Les robots tondeuses offrent aujourd’hui une large gamme, du modèle d’entrée de gamme aux appareils très sophistiqués. Leurs prix varient considérablement selon les technologies, les options et la superficie qu’ils peuvent couvrir. Avant d’acheter, voici les critères essentiels à prendre en compte, ainsi que les erreurs à éviter.
La surface du jardin : un critère à ne pas surestimer
Il est conseillé de choisir un robot dont la capacité dépasse votre surface réelle de 20 à 30 %. Par exemple, si votre pelouse fait exactement 800 m², optez pour un modèle prévu pour au moins 1 000 m². Sinon, l’appareil devra tourner en permanence, ce qui sollicite davantage la batterie et les moteurs, risquant d’accélérer leur usure.
Fil périphérique, GPS ou RTK : quelle navigation privilégier ?
Le mode de navigation est aujourd’hui le principal facteur différenciant entre les robots tondeuses. Il influence le prix, la facilité d’installation et la qualité de la tonte.
Le fil périphérique
Ce système fonctionne en suivant un câble installé autour de la zone à tondre. Il est efficace même avec des zones ombragées, des arbres denses ou des bâtiments, car le robot suit simplement le câble. Cependant, la pose peut prendre plusieurs heures. Si le câble est sectionné ou endommagé, localiser la coupure peut demander du temps.
Le GPS et le RTK
Ces technologies permettent de délimiter virtuellement le terrain via une application sur smartphone, sans câble périphérique. Le GPS classique est peu précis (erreur de 2 à 3 mètres) et souvent associé à des capteurs pour éviter les sorties de zone. Le RTK, équipé d’une antenne locale, offre une précision au centimètre près. Le robot tond en bandes parallèles, ce qui assure une coupe précise et une reprise immédiate là où il s’était arrêté.
En pratique, la réception du signal satellite dépend du ciel dégagé. En présence d’arbres ou de murs hauts, la réception peut devenir moins fiable. Dans ce cas, il est préférable de choisir un modèle hybride doté d’une caméra embarquée, capable de prendre le relais lorsque le ciel est masqué.
L’autonomie de la batterie : un critère clé
La durée d’autonomie détermine le temps que le robot peut tondre avant de retourner à sa station de charge. Les batteries au lithium-ion offrent généralement entre 60 et 150 minutes de fonctionnement. Il est important que le temps de charge soit proche du temps de tonte, idéalement en un pour un. De plus, une navigation en lignes parallèles consomme moins d’énergie qu’un mode aléatoire, qui fait repasser plusieurs fois au même endroit. La plupart des modèles récents reprennent la tonte là où ils s’étaient arrêtés.

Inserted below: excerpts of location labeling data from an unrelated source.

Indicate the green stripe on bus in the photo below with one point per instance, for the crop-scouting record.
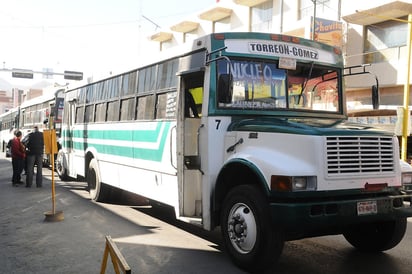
(151, 154)
(122, 135)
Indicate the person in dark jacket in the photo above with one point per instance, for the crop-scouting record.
(34, 151)
(18, 155)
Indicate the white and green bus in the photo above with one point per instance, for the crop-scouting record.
(246, 131)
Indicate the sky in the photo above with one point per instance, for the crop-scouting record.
(90, 36)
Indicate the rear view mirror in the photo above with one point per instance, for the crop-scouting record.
(225, 88)
(375, 97)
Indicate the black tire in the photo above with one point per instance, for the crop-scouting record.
(94, 183)
(376, 237)
(250, 239)
(61, 167)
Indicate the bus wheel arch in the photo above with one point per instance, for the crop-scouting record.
(94, 182)
(231, 175)
(61, 166)
(247, 230)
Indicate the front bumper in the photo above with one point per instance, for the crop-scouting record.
(333, 216)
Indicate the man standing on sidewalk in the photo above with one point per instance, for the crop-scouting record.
(35, 149)
(18, 156)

Pente, obstacles et complexité du jardin
Les fabricants indiquent souvent la pente maximale que le robot peut franchir, exprimée en pourcentage. Par exemple, une pente de 35 % correspond à une inclinaison d’environ 19 degrés. Si votre terrain est accidenté, il vaut mieux opter pour un modèle à quatre roues motrices ou équipé de roues crantées lourdes pour éviter qu’il patine ou ne reste bloqué.
La forme du terrain est également importante. Si votre pelouse comporte des passages étroits ou des zones séparées, certains robots auront du mal à circuler. Les modèles plus avancés utilisent des caméras ou des lasers pour repérer et contourner les obstacles, protégeant ainsi les meubles et les animaux domestiques.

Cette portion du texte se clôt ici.